Combatting Top Sunscreen Myths
|| Written by Cole Cornejo ||
Summer is here, and despite all of the rainy days Colorado has had lately, there still is a need for everyone to brush up on their sunscreen knowledge. I see a lot of clients with sun damage in my practice and often times they are confused about sunscreen. So in the name of great skin, let’s break down the most common sunscreen myths one by one!
Myth Number One: You Only Need Sunscreen When the Sun is Shining
When talking matters of ageing and keeping your skin looking its best throughout the years, a good sunscreen, when applied every day, is the best way to slow down ageing. Only applying when you’re out in the sun or having SPF in your makeup is simply not good enough. Makeup products containing SPF usually only protect against UVB rays and not UVA (the type of rays that are responsible for premature visible aging). Also, when applying makeup you are most likely not getting your neck, chest and ears. Personally, I would prefer if my clients applied an SPF 15 product daily rather than an SPF 50 only when they are outside. I love my clients that use both!
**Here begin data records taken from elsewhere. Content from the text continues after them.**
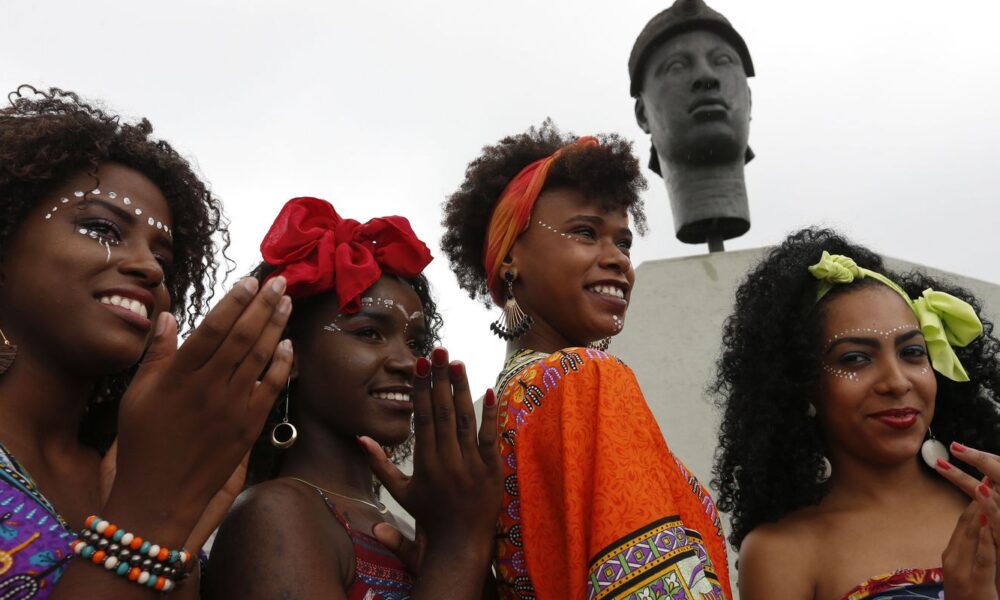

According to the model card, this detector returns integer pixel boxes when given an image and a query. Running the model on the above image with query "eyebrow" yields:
[826,328,923,354]
[563,215,632,237]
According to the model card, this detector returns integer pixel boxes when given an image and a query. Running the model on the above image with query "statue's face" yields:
[636,30,750,164]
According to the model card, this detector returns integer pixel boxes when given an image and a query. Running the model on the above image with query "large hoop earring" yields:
[271,377,299,450]
[0,329,17,375]
[920,427,951,469]
[490,271,534,341]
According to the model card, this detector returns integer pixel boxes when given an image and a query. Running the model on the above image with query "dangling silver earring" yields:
[490,271,535,341]
[271,377,299,450]
[920,427,951,469]
[0,329,17,375]
[587,337,611,352]
[816,456,833,483]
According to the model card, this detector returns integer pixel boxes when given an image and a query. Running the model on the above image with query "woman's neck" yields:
[0,351,94,456]
[278,419,375,500]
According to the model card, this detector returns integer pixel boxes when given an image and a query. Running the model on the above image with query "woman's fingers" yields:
[410,356,437,464]
[431,348,462,466]
[177,277,259,371]
[232,296,292,385]
[249,340,294,424]
[448,361,479,459]
[951,442,1000,481]
[358,435,410,508]
[479,388,500,471]
[934,458,979,499]
[205,277,285,379]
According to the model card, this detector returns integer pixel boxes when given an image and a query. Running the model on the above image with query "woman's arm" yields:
[204,480,354,600]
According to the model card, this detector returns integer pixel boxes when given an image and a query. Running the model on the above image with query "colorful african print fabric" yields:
[316,490,414,600]
[495,348,731,600]
[0,444,75,600]
[843,569,944,600]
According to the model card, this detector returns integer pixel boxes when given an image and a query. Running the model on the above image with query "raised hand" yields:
[104,277,292,547]
[359,348,503,597]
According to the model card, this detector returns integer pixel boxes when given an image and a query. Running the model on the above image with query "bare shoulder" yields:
[739,510,822,600]
[205,479,353,599]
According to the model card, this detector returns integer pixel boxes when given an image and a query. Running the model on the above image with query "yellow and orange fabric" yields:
[483,136,599,305]
[496,348,731,600]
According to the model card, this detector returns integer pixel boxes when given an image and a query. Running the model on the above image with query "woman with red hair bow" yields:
[207,198,501,600]
[442,123,729,600]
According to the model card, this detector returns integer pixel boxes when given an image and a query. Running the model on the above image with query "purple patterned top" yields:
[0,444,76,600]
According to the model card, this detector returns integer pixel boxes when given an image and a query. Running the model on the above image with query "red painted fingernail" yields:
[431,348,448,367]
[413,356,431,377]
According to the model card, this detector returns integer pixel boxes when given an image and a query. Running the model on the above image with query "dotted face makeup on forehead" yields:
[823,365,858,381]
[826,325,920,346]
[45,188,173,239]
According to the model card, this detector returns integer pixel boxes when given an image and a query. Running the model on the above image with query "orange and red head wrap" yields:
[483,136,600,304]
[260,198,431,314]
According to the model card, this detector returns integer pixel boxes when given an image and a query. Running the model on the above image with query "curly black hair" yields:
[711,228,1000,549]
[441,119,646,305]
[246,262,444,489]
[0,85,229,450]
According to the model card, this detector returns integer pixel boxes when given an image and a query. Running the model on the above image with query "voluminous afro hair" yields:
[0,85,229,448]
[441,119,646,305]
[246,262,444,490]
[712,229,1000,548]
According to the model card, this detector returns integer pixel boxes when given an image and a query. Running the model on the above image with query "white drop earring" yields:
[920,427,951,469]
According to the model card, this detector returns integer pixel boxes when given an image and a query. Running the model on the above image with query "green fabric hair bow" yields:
[809,250,983,381]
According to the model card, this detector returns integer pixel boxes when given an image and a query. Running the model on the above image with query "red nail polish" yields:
[431,348,448,367]
[413,356,431,377]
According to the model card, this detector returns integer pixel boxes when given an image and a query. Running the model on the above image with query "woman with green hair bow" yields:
[714,229,1000,600]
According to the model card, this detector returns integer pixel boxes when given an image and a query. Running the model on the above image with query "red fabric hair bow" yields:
[260,198,433,313]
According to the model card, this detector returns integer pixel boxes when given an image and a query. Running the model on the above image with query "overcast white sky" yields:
[0,0,1000,394]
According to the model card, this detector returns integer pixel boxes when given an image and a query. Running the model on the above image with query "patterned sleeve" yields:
[512,349,729,600]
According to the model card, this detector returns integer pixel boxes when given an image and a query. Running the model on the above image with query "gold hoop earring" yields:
[271,377,299,450]
[0,329,17,375]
Myth Number Two: Using Sunscreen Leads to Vitamin D Deficiencies
You may have heard that your body needs a little bit of direct sunlight without sunscreen to produce Vitamin D. The good news is your body can naturally produce Vitamin D even when you’re wearing sunscreen. Old studies which disputed this did not take in to consideration things like different kinds and amounts of sunscreen used. These studies also relied on artificial light rather than sunlight and failed to measure UV exposure. New studies have found that your body produces a slightly higher amount of Vitamin D while not wearing sunscreen, but not enough to counter the increased risk of skin cancer.
Myth Number Three: Sunscreen Causes Cancer
Concerns of sunscreen causing cancer are linked to studies where titanium dioxide was injected, rather than applied topically to the skin, as you would sunscreen. Also, the molecule formulation linked with these studies is much different than those that you find in sunscreens. The bigger fear should be skin cancer. One in three cancers diagnosed worldwide is skin cancer, according to the American Cancer Society. Up to 95% of malignant (cancerous) melanomas are caused by excessive sun damage, which can be combatted with a good sunscreen. Remember to follow application directions, like applying 30 minutes before you leave the house and reapplication instructions. Look for sunscreens with ingredients like zinc oxide and titanium dioxide, which ensure that you are protected against both UVA and UVB rays, as well as ingredients like tocopherol (Vitamin E) and resveratrol which are antioxidants to give the skin extra protection against free-radical damage. A couple of my favorite sunscreens are IS Clinicals SPF 50 and Eminences Tropical Vanilla SPF 30.
You can gain or lose weight, you can dye or cut your hair, buy new clothes to change your appearance, but the skin that you see in the mirror is the skin you have for the rest of your life. Take care of it and treat it well. You’ll thank yourself later!